Washington’daki Uluslararası ve Stratejik Araştırmalar Merkezi adlı düşünce kuruluşunda yapılan toplantıda, 2007 seçimlerinden sonra Türkiye’deki ekonomik ve siyasi tablo değerlendirildi. Katılımcılar, Türkiye’de ekonomik büyümenin süreceğini; ancak siyasi tartışmaların da devam edeceğini belirtti.
Yeni Şafak gazetesi yazarı Fehmi Koru seçim sonuçlarının siyasi boyutunu değerlendirirken, sonucun kendisi için sürpriz olmadığını belirtti. Koru, Adalet ve Kalkınma Partisi’nin, (AKP) kendisini merkeze yerleştirerek; ve Avrupa Birliği’ne üyelik hedefiyle imajını güçlendirerek, akıllıca hareket ettiğini söyledi.

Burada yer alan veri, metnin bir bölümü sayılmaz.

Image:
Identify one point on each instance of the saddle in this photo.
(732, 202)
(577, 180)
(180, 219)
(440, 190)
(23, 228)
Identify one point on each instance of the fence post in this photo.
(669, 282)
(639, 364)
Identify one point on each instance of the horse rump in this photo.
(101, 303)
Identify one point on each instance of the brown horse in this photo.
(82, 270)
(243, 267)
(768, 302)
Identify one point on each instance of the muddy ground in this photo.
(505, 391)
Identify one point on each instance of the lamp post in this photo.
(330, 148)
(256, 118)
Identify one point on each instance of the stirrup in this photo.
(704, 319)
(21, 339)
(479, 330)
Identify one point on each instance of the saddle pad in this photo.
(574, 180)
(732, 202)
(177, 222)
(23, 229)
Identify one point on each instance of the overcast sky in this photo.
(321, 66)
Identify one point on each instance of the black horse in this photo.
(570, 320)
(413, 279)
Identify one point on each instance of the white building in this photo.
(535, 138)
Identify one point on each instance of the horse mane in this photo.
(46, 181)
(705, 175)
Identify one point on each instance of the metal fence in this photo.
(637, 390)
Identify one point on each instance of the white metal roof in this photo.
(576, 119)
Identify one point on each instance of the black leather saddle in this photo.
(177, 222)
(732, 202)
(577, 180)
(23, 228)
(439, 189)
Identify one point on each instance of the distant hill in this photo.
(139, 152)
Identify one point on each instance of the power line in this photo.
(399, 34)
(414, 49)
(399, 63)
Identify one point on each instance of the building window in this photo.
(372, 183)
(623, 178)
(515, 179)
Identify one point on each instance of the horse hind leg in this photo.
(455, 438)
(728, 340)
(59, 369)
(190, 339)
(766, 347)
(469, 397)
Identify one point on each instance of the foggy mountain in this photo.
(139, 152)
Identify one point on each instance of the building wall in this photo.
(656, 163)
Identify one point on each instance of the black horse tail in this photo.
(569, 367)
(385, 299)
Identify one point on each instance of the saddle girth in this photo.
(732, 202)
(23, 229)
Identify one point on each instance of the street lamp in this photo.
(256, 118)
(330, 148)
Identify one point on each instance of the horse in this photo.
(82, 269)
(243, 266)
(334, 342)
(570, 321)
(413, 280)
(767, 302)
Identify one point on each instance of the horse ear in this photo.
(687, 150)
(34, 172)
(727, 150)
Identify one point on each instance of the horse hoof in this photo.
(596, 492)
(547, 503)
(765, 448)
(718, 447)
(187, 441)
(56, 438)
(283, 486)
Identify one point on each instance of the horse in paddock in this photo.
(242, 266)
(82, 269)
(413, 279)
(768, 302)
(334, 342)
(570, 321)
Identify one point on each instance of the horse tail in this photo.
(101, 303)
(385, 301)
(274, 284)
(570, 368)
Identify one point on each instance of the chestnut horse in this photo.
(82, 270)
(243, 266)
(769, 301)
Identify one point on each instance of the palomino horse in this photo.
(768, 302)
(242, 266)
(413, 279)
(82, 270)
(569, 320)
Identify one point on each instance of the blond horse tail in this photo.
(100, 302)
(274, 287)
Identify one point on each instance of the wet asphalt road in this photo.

Hürriyet gazetesi yazarı Yalçın Doğan seçim sonuçlarında muhalefetin başarısızlığı olduğunu savundu ve Türkiye’de büyük bir kesimin, özel yaşamlarına müdahale edileceğinden büyük rahatsızlık duyduğunu belirtti.
Türkiye’de laik yaşam tarzının adım adım ılımlı İslamcı bir yaşam tarzına dönüştürüldüğüne dikkat çeken Doğan, laik devletin tehlikede olmasının ve PKK terör tehdidinin, Türkiye’nin önündeki iki büyük sorun olduğunu söyledi.
Doğan, Türk halkının, Amerika’nın PKK'ya karşı atacağı adımı yakından izlediğine de vurgu yaparak, henüz herhangi bir adım görmediklerini söyledi.
Radikal gazetesi Ankara temsilcisi Murat Yetkin de AKP tarafından yeni kurulan kabinenin, beklendiğinin aksine yeni ya da liberal bir hava taşımadığına dikkat çekerek, Türkiye’nin önünde sorunların bulunduğunu ve yakın gelecekte yeni tartışmaların görüleceğini söyledi.
Uluslararası ve Stratejik Araştırmalar Merkezi’nde düzenlenen toplantıda, seçimlerden sonraki dönemde Türk ekonomisi de değerlendirildi.
Türkiye Odalar ve Borsalar Birliği Başkanı Rıfat Hisarcıklıoğlu Türkiye’nin 2007 parlamento ve Cumhurbaşkanlığı seçimlerinden sonra ekonomik reformlara devam etmesi gerektiğini söyledi.
2001 yılında başlayan reformların, Türkiye’yi küresel ekonomiye daha fazla entegre ettiğine değinen Hisarcıklıoğlu, Türkiye’nin iyi bir fırsat yakalamış olduğunu ve seçim sonuçlarının bu açıdan ele alınabileceğini söyledi.
AKP'nin seçim zaferinin Türkiye’de ekonomik değişim isteyen çoğunluğun varlığına işaret ettiğini belirten Hisarcıklıoğlu, piyasalarda güven ortamının önemine de değindi. Hisarcıklıoğlu, seçimlerin geride kalmasıyla birlikte Türkiye’de 5 yıl daha güçlü ekonomik performans beklediğini belirtti.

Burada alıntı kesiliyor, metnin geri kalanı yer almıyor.